Nie powinno zatem dziwić, że Świątek bardzo często komplementowana jest przez byłych zasłużonych tenisistów i tenisistki. Niedawno były triumfator US Open Andy Roddick porównał jej grę na korcie do zachowania Mike'a Tysona na ringu: - On dawniej podchodził i zaczął uderzać rywali. Po prostu, bez tańczenia wokół przeciwników. Iga teraz uderza rywalki prosto w usta i naprawdę fajnie się to ogląda - powiedział Amerykanin.
Ofensywne nastawienie 20-latki pochwalił także wygrany siedmiu turniejów wielkoszlemowych, a teraz ekspert Eurosportu Mats Wilander: - Kiedyś myślałem, że to dobrze, aby na początku turnieju zostać trochę zepchniętym do defensywy.

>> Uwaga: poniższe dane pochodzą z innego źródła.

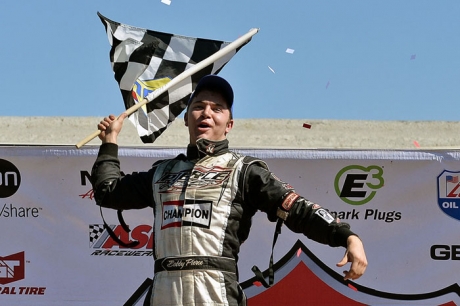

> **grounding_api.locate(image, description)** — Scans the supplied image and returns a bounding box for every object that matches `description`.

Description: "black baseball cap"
[188,74,233,109]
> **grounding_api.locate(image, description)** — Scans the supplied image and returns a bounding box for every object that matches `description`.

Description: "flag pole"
[75,28,259,149]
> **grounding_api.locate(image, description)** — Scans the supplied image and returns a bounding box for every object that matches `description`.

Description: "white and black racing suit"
[91,139,353,306]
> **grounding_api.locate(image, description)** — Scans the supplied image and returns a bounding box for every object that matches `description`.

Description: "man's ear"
[225,119,233,134]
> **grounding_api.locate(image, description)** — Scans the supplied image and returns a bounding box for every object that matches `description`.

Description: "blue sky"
[0,0,460,121]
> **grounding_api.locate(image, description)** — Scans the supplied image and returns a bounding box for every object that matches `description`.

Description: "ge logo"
[0,159,21,198]
[334,165,384,205]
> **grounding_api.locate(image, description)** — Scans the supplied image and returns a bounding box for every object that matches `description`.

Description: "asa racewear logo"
[89,224,154,256]
[437,170,460,220]
[0,159,21,198]
[334,165,385,205]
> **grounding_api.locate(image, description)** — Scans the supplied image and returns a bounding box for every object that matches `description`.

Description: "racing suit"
[91,139,353,306]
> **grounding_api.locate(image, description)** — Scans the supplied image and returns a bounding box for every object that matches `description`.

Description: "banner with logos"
[0,146,460,305]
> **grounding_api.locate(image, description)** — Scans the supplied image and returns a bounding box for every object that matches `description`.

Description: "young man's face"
[184,89,233,144]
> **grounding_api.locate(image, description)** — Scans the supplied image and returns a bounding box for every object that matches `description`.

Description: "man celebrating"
[91,75,367,306]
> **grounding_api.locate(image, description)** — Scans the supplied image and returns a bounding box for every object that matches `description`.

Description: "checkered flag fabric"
[98,13,248,143]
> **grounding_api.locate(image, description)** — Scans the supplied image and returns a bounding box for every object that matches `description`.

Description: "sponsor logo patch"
[437,170,460,220]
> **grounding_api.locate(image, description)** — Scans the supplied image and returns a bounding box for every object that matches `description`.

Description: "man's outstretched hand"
[337,235,367,280]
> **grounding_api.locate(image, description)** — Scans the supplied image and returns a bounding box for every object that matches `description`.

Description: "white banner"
[0,146,460,305]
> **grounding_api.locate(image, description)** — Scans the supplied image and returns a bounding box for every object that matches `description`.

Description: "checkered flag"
[98,13,255,143]
[89,224,105,247]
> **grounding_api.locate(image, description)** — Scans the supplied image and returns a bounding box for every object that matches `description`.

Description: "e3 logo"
[334,165,384,205]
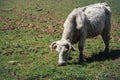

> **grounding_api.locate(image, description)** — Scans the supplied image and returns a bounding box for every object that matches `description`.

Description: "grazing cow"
[50,2,111,66]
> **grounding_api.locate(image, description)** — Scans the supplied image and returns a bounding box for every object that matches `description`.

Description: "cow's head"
[50,40,74,66]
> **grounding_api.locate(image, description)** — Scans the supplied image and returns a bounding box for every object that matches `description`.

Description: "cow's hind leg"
[78,33,86,63]
[101,33,110,53]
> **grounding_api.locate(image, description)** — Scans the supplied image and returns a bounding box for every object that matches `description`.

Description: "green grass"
[0,0,120,80]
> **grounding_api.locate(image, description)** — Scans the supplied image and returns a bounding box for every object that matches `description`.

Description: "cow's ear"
[71,46,76,51]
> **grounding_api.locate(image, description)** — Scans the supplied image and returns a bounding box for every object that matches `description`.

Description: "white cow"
[50,3,111,65]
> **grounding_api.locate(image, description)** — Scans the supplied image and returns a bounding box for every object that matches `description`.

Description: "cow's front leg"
[78,31,86,63]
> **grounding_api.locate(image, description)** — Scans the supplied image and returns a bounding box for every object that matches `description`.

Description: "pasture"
[0,0,120,80]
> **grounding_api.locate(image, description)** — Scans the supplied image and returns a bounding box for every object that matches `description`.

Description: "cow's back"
[84,5,106,37]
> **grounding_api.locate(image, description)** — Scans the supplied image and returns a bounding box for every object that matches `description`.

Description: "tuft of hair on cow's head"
[49,40,75,66]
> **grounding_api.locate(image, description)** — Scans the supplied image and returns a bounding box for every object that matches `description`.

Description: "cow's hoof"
[68,57,72,60]
[58,63,66,66]
[104,48,109,53]
[78,59,84,64]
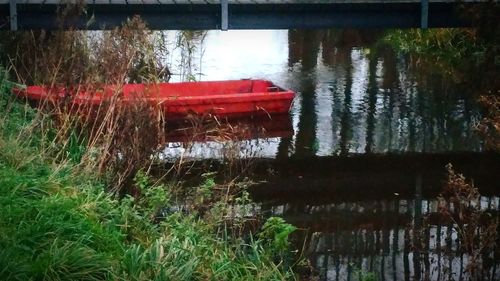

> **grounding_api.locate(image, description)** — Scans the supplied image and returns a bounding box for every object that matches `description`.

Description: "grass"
[0,67,296,280]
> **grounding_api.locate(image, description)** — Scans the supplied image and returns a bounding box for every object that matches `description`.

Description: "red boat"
[13,80,295,118]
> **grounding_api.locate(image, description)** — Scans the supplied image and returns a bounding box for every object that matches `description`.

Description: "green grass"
[0,69,295,280]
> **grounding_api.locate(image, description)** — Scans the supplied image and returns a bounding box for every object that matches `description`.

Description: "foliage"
[439,164,499,280]
[0,70,295,280]
[258,217,297,260]
[384,28,486,81]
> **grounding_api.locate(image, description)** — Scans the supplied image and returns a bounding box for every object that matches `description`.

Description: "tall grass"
[0,66,295,280]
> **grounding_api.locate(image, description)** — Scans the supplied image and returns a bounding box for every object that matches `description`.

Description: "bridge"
[0,0,492,30]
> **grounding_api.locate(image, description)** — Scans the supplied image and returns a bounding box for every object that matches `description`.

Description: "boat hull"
[14,80,295,119]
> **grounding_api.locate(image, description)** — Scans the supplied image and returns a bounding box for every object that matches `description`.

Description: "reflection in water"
[161,30,500,280]
[253,159,500,280]
[166,30,481,158]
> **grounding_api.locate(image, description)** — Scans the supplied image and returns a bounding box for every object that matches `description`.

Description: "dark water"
[164,30,500,280]
[165,30,481,158]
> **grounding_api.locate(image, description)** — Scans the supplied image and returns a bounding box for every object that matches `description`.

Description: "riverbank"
[0,71,295,280]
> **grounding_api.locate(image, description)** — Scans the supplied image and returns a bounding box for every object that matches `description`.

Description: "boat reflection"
[161,114,294,162]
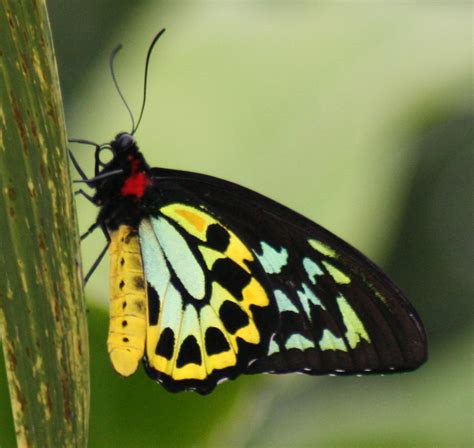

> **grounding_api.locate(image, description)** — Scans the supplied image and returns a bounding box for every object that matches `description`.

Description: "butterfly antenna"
[131,28,166,135]
[109,44,135,134]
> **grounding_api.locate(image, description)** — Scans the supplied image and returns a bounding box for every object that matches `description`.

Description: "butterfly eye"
[98,146,115,166]
[116,133,135,151]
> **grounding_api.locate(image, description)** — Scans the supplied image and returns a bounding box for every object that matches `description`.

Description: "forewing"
[140,169,426,393]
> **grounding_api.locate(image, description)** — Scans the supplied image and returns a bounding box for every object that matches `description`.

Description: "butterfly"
[71,30,427,394]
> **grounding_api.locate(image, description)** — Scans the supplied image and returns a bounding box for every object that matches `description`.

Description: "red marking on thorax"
[120,159,151,198]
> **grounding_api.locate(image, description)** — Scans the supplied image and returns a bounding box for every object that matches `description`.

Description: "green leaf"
[0,0,89,447]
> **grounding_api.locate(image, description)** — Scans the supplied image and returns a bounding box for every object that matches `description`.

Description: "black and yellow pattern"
[140,203,270,389]
[107,225,147,376]
[71,30,427,394]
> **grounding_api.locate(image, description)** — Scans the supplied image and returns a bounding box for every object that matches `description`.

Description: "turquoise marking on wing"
[303,257,324,285]
[336,294,370,348]
[296,283,326,319]
[138,219,171,300]
[285,334,314,350]
[275,289,299,313]
[319,328,347,352]
[151,218,206,299]
[254,241,288,274]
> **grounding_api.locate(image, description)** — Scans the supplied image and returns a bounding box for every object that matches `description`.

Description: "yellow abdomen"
[107,225,147,376]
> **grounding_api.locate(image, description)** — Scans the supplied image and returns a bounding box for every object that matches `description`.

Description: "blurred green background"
[0,0,474,448]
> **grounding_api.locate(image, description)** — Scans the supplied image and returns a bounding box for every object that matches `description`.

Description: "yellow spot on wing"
[308,240,337,258]
[319,328,347,352]
[175,207,207,233]
[160,203,217,241]
[336,295,370,348]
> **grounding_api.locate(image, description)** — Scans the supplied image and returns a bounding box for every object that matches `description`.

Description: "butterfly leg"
[69,149,87,180]
[81,222,100,241]
[84,223,110,285]
[74,188,96,204]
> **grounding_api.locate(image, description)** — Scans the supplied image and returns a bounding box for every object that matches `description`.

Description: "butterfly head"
[110,132,138,155]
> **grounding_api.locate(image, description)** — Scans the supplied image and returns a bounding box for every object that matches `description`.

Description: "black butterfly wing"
[140,169,427,393]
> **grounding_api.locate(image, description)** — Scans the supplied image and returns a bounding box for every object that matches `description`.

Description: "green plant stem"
[0,0,89,447]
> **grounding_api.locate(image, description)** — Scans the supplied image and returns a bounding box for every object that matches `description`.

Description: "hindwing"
[135,169,426,393]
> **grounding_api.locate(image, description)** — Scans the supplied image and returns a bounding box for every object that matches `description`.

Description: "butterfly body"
[79,133,426,394]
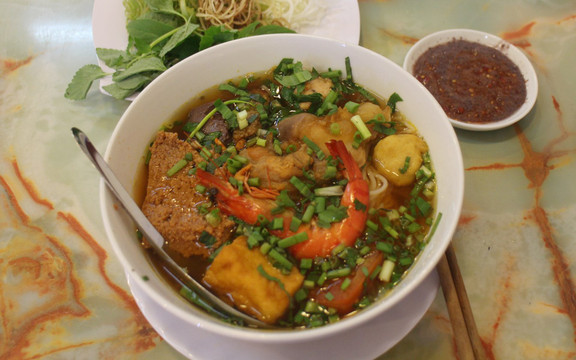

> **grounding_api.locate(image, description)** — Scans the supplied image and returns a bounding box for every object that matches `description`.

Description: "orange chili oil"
[414,39,526,123]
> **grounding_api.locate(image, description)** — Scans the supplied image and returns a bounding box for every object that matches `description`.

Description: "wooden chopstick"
[438,244,486,360]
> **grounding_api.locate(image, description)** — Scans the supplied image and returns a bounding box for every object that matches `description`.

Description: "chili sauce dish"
[100,34,464,359]
[404,29,538,131]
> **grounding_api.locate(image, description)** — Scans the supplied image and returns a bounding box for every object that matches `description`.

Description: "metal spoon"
[72,128,272,328]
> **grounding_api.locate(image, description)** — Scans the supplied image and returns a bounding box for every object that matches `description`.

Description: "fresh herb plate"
[92,0,360,100]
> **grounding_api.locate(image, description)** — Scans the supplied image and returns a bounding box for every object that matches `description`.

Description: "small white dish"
[404,29,538,131]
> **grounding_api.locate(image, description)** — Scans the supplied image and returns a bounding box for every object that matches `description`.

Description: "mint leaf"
[112,56,166,81]
[199,25,237,51]
[96,48,130,69]
[159,23,200,57]
[126,19,175,54]
[64,64,108,100]
[146,0,176,14]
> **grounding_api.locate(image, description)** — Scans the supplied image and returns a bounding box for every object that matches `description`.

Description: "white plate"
[404,29,538,131]
[127,271,439,360]
[92,0,360,100]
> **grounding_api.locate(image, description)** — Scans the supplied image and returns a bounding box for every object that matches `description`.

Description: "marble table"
[0,0,576,360]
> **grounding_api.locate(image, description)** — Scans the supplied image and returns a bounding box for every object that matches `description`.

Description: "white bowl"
[100,34,464,359]
[404,29,538,131]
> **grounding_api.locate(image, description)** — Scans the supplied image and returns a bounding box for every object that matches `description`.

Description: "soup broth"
[142,59,436,328]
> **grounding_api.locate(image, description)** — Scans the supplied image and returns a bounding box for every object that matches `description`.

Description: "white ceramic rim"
[403,29,538,131]
[100,34,464,343]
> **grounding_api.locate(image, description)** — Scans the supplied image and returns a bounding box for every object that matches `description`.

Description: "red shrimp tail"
[196,169,268,224]
[326,140,363,181]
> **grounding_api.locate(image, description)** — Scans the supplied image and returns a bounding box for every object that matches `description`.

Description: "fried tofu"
[204,236,304,324]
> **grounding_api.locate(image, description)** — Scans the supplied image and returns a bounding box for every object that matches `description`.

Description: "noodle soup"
[142,59,437,328]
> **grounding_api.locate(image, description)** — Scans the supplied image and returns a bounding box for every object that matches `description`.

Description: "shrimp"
[289,140,370,259]
[196,140,370,259]
[196,169,275,224]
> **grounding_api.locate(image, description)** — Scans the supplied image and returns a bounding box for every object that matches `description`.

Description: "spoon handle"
[72,128,270,327]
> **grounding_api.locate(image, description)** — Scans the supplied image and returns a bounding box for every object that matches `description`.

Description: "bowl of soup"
[101,34,463,359]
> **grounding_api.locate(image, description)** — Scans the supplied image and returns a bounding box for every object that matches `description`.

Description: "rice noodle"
[362,166,388,201]
[196,0,262,29]
[258,0,326,31]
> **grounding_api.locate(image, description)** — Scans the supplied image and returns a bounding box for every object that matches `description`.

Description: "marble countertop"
[0,0,576,360]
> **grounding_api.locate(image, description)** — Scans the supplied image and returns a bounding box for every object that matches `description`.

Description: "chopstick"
[438,244,486,360]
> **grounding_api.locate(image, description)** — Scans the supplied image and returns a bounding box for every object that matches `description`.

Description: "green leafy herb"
[64,0,294,100]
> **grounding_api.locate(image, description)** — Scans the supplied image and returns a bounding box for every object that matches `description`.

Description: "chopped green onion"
[256,138,266,147]
[302,280,316,289]
[314,196,326,214]
[350,115,372,140]
[268,249,292,270]
[278,231,308,248]
[314,185,344,196]
[378,259,396,282]
[290,217,302,232]
[376,241,394,254]
[324,165,338,179]
[236,110,248,130]
[398,256,414,266]
[326,268,352,279]
[302,204,316,223]
[386,93,403,114]
[344,101,360,114]
[260,242,272,255]
[289,176,312,197]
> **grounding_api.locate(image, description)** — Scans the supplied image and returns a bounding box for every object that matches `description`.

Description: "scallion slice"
[350,115,372,140]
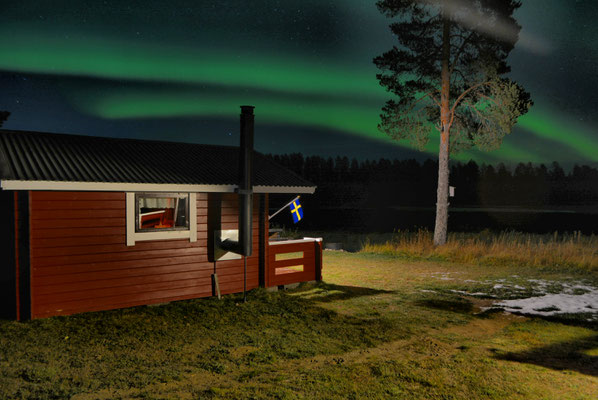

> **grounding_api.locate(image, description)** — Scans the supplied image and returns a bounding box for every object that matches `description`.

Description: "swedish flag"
[289,199,303,223]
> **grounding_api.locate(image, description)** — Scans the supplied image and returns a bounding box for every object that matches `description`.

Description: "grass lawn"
[0,251,598,399]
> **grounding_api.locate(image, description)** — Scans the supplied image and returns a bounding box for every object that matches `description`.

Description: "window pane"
[137,195,189,229]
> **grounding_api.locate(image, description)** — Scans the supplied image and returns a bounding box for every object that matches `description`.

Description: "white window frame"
[126,192,197,246]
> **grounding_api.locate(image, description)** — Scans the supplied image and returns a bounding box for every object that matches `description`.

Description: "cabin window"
[135,193,189,232]
[126,192,197,246]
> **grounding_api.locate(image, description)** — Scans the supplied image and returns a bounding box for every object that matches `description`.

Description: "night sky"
[0,0,598,166]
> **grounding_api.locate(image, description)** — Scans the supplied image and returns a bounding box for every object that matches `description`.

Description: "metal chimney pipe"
[239,106,255,256]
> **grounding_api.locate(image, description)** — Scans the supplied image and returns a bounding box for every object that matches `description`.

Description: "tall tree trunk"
[434,11,451,246]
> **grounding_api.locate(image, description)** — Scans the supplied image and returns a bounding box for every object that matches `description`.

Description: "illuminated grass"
[362,230,598,271]
[0,251,598,399]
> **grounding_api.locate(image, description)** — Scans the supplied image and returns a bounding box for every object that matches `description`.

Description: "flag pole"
[268,196,301,221]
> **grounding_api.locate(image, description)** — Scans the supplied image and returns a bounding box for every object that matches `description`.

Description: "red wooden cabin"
[0,126,321,320]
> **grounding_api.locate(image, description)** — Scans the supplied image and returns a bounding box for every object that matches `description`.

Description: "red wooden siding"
[30,192,267,318]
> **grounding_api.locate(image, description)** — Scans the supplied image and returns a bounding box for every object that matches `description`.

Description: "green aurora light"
[0,21,598,166]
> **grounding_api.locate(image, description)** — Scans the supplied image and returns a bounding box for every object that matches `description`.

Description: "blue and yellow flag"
[289,199,303,223]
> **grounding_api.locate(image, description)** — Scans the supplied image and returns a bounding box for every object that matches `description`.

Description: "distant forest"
[267,153,598,209]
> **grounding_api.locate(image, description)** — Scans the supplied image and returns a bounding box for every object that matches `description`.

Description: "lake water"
[290,207,598,234]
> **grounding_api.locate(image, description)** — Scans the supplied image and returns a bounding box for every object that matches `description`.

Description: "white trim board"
[0,179,316,194]
[126,192,197,246]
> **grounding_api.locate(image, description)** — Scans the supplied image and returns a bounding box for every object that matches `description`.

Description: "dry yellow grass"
[362,230,598,271]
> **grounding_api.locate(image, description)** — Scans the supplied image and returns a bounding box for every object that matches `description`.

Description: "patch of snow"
[494,288,598,316]
[451,290,494,297]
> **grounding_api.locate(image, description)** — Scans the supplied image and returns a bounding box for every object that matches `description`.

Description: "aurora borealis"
[0,0,598,165]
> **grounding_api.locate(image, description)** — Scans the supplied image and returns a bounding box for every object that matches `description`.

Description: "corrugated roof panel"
[0,130,314,188]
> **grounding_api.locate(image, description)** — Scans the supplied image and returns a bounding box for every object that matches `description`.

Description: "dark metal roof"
[0,130,315,188]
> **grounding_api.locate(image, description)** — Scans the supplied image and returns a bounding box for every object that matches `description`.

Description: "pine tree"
[374,0,532,245]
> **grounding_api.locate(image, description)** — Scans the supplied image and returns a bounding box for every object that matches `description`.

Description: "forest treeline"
[267,153,598,208]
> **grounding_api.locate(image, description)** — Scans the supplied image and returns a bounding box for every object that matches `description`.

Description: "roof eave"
[0,179,316,194]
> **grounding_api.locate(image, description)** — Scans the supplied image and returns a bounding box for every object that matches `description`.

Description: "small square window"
[135,193,189,232]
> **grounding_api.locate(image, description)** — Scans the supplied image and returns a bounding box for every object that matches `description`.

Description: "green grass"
[284,229,598,273]
[0,251,598,399]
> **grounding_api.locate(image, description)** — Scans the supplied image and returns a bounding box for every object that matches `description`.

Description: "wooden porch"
[264,238,322,287]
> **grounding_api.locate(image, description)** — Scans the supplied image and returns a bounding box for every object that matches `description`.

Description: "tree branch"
[449,81,491,126]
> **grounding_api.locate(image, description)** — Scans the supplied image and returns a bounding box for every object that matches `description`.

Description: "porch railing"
[265,238,322,287]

Teraz sądzę, że gdy wygrywasz to zyskujesz ogromną pewność siebie przed kolejnymi meczami. Iga wygląda znakomicie, a z każdym meczem dodatkowo gra coraz bardziej agresywnie - powiedział Szwed, cytowany przez Eurosport.
Szwed zwrócił także uwagę na grę forhendem w wykonaniu Świątek: - Jej forhend jest niesamowity. Kiedy ogląda się jej grę, nigdy nie wiadomo, w którą stronę poleci piłka. Potrafi świetnie poruszać się w obu kierunkach. I to z rotacją, która wyrzuca przeciwnika poza kort. To niezwykłe u Świątek. Rafael Nadal i Novak Djoković też to potrafią, ale nigdy wcześniej nie widziałem takiego potencjału u kobiety przy forehandzie - dodał Wilander.
Więcej tego rodzaju treści znajdziesz na stronie głównej Gazeta.pl
Iga Świątek kolejny mecz podczas turnieju Roland Garros rozegra już dziś (28.05) o godzinie 12. Jej rywalką w III rundzie będzie Danka Kovinić. Będzie to pierwszy mecz rozgrywany tego dnia na korcie centralnym im. Philippe'a Chatriera.